Over the weekend, the piece goes through the section and managing editors. Each editor evaluates it from the reader’s perspective: what information is missing? What demands further explanation? The section editors exchange versions of the story’s draft, leaving each other notes in the margins. Once satisfied, stories are sent to a section’s managing editors for further review, and by Sunday night, the story is sent into the Tribune’s design editors, who create a clear and visually appealing layout for the story.
[pullquote]“Week in and week out, we portray the life of the McGill community as best we can throughout both, its eventful and uneventful weeks.” —Photo Editors[/pullquote]
Every Monday, from 9:00 a.m. to 1:00 a.m., we work to make that week’s issue our best issue yet. Monday morning, a story is printed and read a total of six times: four times by other section editors for clarity, grammar, and general feedback; once by the copy editor, for grammar, punctuation, and style; and once by the Editor-in-Chief for final approval.
Alongside this editing process, the design editors collaborate with our photo editors to create the layout of each section, skillfully arranging up to 24 pages of colour, text, headlines, images, photo-spreads, infographics, text boxes, and advertisements. Stories are then designed, laid out, exported to PDF format, and sent to the publishing company. There, each issue is printed, cut, and folded overnight. And the following morning, the outcome of a week’s worth of hard work is distributed on campus by the Tribune’s publisher.

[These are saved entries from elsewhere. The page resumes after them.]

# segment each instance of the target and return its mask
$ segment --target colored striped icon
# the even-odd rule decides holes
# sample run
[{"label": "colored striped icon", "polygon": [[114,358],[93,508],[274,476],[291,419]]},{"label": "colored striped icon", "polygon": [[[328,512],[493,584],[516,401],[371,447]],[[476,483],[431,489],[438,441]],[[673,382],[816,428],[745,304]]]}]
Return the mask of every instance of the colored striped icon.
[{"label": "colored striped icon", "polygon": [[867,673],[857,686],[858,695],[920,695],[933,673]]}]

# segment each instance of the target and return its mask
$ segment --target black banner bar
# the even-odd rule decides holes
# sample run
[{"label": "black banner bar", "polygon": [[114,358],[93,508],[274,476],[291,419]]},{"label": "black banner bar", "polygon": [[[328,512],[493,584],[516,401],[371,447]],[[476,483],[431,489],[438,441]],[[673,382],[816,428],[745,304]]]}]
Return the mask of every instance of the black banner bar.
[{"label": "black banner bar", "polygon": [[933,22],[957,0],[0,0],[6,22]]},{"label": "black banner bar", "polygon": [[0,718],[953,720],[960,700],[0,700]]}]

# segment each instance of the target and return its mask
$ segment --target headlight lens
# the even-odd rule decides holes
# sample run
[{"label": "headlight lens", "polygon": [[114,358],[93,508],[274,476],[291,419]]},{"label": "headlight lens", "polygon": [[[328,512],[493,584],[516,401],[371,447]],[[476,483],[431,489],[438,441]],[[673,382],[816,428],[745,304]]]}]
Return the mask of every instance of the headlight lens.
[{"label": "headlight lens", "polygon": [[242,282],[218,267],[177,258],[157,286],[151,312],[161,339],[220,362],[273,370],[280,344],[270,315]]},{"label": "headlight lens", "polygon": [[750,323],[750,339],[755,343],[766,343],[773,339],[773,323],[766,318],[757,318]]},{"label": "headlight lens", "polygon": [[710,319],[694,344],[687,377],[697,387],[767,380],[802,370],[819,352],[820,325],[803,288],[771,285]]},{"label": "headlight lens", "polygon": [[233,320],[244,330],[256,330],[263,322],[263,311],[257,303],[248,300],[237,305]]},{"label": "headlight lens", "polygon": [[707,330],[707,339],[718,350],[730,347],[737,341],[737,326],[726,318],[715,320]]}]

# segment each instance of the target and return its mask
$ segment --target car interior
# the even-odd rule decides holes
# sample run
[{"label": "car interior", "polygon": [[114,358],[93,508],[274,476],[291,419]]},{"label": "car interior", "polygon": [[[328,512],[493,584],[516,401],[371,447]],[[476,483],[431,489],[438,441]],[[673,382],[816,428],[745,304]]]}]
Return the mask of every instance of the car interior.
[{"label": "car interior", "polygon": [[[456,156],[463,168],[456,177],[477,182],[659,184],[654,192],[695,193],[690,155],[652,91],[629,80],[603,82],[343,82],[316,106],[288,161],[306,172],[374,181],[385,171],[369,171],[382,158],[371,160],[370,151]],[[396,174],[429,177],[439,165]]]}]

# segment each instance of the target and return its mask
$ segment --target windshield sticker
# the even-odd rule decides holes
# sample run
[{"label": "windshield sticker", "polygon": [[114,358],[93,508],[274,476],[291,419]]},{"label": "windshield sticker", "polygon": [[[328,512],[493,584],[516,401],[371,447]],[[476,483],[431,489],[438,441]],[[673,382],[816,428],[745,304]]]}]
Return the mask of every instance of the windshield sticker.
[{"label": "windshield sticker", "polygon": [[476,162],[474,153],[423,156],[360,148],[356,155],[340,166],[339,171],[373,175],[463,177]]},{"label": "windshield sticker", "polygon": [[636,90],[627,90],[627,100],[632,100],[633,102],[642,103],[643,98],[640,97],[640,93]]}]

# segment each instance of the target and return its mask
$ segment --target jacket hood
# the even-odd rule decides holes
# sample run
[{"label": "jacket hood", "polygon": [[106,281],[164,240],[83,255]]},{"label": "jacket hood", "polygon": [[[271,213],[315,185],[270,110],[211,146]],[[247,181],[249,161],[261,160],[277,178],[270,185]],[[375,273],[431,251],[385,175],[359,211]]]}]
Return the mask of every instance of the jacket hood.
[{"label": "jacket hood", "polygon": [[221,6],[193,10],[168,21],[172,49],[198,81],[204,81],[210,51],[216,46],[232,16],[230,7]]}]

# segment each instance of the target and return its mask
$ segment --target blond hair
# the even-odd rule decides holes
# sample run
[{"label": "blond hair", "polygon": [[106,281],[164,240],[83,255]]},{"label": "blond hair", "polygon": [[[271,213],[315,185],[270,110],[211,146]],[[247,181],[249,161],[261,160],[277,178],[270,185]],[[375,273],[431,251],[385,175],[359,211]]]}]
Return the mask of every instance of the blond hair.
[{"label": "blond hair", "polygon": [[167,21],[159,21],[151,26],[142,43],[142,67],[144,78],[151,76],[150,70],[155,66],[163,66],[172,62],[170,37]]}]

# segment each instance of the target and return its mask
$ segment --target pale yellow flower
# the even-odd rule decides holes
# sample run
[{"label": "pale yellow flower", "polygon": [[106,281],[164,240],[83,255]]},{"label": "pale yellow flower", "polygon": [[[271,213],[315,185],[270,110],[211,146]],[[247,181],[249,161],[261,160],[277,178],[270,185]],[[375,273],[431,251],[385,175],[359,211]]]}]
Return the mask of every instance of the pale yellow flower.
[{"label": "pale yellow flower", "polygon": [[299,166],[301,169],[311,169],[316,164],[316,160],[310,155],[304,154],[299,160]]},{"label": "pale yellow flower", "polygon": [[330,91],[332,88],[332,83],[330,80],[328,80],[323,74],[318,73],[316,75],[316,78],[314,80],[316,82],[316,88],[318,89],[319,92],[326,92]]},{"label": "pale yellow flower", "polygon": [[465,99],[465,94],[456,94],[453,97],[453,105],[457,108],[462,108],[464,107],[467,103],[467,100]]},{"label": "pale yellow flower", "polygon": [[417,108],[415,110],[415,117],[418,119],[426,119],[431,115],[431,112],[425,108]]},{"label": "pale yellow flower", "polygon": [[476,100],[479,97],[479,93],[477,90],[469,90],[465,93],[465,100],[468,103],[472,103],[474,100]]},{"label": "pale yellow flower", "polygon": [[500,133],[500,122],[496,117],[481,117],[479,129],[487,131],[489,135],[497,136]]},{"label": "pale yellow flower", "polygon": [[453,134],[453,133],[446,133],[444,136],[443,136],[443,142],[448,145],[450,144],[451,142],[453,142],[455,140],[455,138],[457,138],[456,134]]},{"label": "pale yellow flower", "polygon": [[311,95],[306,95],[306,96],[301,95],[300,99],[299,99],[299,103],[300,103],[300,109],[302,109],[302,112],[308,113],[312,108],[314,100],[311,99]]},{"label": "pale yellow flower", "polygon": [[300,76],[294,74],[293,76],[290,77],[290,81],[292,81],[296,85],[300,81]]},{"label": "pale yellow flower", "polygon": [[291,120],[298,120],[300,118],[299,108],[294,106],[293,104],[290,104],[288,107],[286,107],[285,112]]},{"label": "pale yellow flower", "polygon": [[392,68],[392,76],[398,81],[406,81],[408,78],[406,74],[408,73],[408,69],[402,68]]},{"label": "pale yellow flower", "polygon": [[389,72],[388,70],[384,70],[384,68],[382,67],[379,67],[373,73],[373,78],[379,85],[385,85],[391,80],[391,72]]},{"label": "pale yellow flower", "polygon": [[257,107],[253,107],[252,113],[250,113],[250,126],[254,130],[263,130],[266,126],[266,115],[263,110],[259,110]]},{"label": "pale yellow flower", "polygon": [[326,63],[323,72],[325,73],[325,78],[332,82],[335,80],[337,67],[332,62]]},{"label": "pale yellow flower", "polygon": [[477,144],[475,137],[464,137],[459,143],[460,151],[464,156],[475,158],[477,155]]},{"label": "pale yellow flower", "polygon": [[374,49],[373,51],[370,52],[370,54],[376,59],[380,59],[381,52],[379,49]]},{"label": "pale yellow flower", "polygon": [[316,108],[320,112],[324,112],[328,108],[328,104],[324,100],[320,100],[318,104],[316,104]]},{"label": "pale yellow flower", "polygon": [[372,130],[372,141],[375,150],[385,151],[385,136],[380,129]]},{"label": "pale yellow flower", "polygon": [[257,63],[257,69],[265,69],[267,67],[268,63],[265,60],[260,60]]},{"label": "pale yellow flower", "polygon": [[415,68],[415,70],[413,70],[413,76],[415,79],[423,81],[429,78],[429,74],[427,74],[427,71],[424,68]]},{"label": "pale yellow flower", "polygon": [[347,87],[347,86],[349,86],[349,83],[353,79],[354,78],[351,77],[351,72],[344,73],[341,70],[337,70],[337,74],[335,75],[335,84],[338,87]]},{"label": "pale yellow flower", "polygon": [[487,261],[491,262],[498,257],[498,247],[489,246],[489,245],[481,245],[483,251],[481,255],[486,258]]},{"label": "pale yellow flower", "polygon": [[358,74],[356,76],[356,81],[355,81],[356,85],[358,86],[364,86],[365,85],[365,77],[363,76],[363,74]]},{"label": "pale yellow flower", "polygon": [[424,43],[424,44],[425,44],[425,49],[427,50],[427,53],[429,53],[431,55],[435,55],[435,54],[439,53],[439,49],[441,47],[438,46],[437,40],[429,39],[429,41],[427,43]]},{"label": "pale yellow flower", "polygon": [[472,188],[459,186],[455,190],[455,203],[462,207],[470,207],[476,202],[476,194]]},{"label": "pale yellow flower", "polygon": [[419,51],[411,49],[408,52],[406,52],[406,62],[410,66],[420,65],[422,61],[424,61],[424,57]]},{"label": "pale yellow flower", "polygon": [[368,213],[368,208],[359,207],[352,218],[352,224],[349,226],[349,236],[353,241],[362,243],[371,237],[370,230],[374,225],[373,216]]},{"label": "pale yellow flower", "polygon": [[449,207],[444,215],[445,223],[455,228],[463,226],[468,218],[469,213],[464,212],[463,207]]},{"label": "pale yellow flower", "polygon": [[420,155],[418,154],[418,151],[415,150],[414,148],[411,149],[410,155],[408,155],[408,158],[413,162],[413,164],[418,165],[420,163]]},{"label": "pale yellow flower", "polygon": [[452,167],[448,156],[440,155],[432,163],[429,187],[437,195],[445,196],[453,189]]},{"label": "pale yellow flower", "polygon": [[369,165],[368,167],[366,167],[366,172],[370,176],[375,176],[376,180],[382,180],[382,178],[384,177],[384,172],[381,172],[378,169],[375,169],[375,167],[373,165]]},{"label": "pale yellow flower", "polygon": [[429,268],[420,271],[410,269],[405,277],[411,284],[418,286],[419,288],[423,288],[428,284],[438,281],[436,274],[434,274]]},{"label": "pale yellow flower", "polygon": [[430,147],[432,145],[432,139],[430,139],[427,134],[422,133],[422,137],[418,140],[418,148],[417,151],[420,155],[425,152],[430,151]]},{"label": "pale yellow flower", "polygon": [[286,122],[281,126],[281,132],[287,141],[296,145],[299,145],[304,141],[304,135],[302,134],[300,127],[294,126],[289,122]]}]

After Monday’s intensive work, the Tribune wastes no time. By the time the week’s issue hits the stands on Tuesday, the planning of a new issue is already underway. The editorial board meets every Friday to digest the week’s work. If mistakes have slipped through the cracks of the editing process, they are generally dissected here. Each section says one thing they’re proud of, one thing they’d like to change, and then presents the next week’s story list, defending the story’s content, timeliness, and relevance to students. A significant part of the meeting revolves around the next editorial. Through hours of debate and consideration of every possible angle, a consensus is made on the content of this opinion piece. By this point, stories have already been assigned to contributors, and the wheels are set in motion. The process begins anew, and another 30,000 words are jotted down in preparation for the following Monday.